Надо было что-то сказать, но горло схватило сушью, Волынский откашлялся и сипло бросил в никуда: «Квасу!»
Михаил Алексеевич поспешил исполнить приказание кабинет-министра и в избытке усердия налил ему вишневого квасу, хотя прекрасно знал, что тот признает только хлебный с хренком, об остальных отзывался презрительно: немцы в России все изгадили, даже квас.
Волынский жадно глотнул раз-другой, ощутил противную сладость, бешено глянул на застывшего в любезно-достойной позе Квасника и с силой плеснул ему в лицо темно-красной жидкостью. Будто кровью умылось широкое, сразу изгнавшее улыбку лицо. Но ярость Волынского не утихала.
— Ты чего мне суешь, дурак?
— Не гневайся, батюшко! Успокойся, родимец! — послышался тонкий голос.
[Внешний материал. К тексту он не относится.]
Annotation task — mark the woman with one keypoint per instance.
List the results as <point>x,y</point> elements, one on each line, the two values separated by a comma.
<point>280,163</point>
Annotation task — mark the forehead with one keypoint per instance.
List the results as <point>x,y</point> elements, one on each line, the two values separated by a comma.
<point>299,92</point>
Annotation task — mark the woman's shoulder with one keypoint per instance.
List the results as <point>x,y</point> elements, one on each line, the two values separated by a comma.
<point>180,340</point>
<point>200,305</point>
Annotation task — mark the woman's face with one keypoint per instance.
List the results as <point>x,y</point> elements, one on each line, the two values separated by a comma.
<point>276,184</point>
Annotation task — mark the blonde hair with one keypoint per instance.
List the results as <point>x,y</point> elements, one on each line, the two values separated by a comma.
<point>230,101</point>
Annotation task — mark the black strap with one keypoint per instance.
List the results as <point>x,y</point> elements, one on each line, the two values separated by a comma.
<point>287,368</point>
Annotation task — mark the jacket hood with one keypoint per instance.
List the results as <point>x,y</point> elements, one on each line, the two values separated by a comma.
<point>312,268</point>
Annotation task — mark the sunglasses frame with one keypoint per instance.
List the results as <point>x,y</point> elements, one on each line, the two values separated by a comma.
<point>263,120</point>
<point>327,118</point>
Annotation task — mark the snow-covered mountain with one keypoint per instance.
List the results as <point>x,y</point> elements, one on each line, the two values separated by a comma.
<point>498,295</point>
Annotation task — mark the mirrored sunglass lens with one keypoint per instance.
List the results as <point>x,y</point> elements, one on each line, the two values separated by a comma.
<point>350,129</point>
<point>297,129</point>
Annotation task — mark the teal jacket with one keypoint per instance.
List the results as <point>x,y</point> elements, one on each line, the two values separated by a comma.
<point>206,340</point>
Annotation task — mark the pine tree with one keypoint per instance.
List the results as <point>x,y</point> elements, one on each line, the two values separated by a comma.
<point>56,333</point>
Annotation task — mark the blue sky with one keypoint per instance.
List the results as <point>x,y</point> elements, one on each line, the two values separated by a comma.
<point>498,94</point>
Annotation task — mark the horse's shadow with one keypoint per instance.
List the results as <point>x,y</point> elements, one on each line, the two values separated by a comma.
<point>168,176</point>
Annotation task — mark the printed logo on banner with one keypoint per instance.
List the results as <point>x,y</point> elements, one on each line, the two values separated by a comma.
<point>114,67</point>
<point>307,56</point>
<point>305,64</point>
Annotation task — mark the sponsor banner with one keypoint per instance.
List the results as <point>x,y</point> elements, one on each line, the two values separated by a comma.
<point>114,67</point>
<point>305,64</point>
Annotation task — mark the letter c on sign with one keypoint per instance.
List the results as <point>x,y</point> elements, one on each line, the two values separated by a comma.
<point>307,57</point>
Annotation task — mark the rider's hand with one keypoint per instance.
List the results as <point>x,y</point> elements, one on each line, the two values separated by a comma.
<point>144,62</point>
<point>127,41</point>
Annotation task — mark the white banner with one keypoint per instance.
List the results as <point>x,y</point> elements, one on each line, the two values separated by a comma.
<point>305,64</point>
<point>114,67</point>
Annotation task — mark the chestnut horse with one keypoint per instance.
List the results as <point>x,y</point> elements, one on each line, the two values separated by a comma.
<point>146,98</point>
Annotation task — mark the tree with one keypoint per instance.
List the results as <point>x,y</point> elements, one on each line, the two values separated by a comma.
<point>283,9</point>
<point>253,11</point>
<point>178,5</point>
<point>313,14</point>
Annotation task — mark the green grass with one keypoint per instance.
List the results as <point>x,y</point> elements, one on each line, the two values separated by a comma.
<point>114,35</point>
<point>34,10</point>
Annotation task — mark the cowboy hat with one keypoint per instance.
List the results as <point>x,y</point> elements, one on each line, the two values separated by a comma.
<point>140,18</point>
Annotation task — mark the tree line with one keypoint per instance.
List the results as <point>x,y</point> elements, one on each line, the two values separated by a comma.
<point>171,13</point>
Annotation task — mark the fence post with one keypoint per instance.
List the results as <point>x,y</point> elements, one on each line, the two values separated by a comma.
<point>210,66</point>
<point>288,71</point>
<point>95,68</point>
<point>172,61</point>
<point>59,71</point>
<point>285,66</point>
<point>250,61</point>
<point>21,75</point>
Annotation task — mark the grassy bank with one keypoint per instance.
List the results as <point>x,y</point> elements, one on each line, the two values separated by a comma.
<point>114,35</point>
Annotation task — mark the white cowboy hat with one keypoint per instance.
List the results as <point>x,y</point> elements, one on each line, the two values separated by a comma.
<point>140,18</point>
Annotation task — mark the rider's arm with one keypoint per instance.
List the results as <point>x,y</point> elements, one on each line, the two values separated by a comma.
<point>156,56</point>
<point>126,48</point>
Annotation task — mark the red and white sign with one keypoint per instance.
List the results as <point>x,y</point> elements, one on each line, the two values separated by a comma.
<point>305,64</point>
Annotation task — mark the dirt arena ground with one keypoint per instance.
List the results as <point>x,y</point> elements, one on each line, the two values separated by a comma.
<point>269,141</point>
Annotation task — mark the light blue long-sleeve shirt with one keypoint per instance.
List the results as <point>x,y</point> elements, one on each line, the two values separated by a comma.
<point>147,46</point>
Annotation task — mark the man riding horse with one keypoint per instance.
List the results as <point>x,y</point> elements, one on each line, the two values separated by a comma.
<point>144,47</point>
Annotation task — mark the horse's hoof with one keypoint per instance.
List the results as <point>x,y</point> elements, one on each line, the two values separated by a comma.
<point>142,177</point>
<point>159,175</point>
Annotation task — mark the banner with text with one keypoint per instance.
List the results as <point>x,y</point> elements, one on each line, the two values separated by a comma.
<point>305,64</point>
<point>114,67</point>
Никто не заметил, как успела Буженинова сорваться с места, налить хлебного квасу и поднести Волынскому. Тот отвернулся от Квасника, увидел белую шапку пены, кружку в маленькой нечистой руке, непроизвольно потянулся за ней, но не успел взять. Кружка отодвинулась и вдруг стремительно приблизилась к его лицу — в глаза, в ноздри, в приоткрытый рот ударило коричневой жидкостью. Это было так дико, что лишь по громовому хохоту окружающих кабинет-министр понял, что случилось. Карлица отомстила за своего мужа и обдала его квасом. Схватить, разорвать ее, как кошку, а там пропади все пропадом! Он рванулся вперед — и будто о стену ударился. Между ним и карлицей вдвинулась большая нелепая фигура, с рожи стекали рубиновые капли. Ах, этот!.. Волынский двинул плечом, фигура не шелохнулась, Волынский шагнул в сторону, но фигура вновь загородила ему путь. Ярость уже не ослепляла взора. Волынский видел массивное тело Квасника, который был одних с ним лет и в той же силе, но куда тяжелее. Такого не сдвинешь. А драться с шутом — смешно и унизительно. И еще он увидел, что к нему за спину заходит верста в генеральском мундире — Миних, а сбоку надвигается мертвоглазый и крепкий, как кленовый свиль, палач Ушаков. Кабинет-министр почти обрадовался голосу императрицы:
— Выйди, Артемий Петрович. Не срамись понапрасну.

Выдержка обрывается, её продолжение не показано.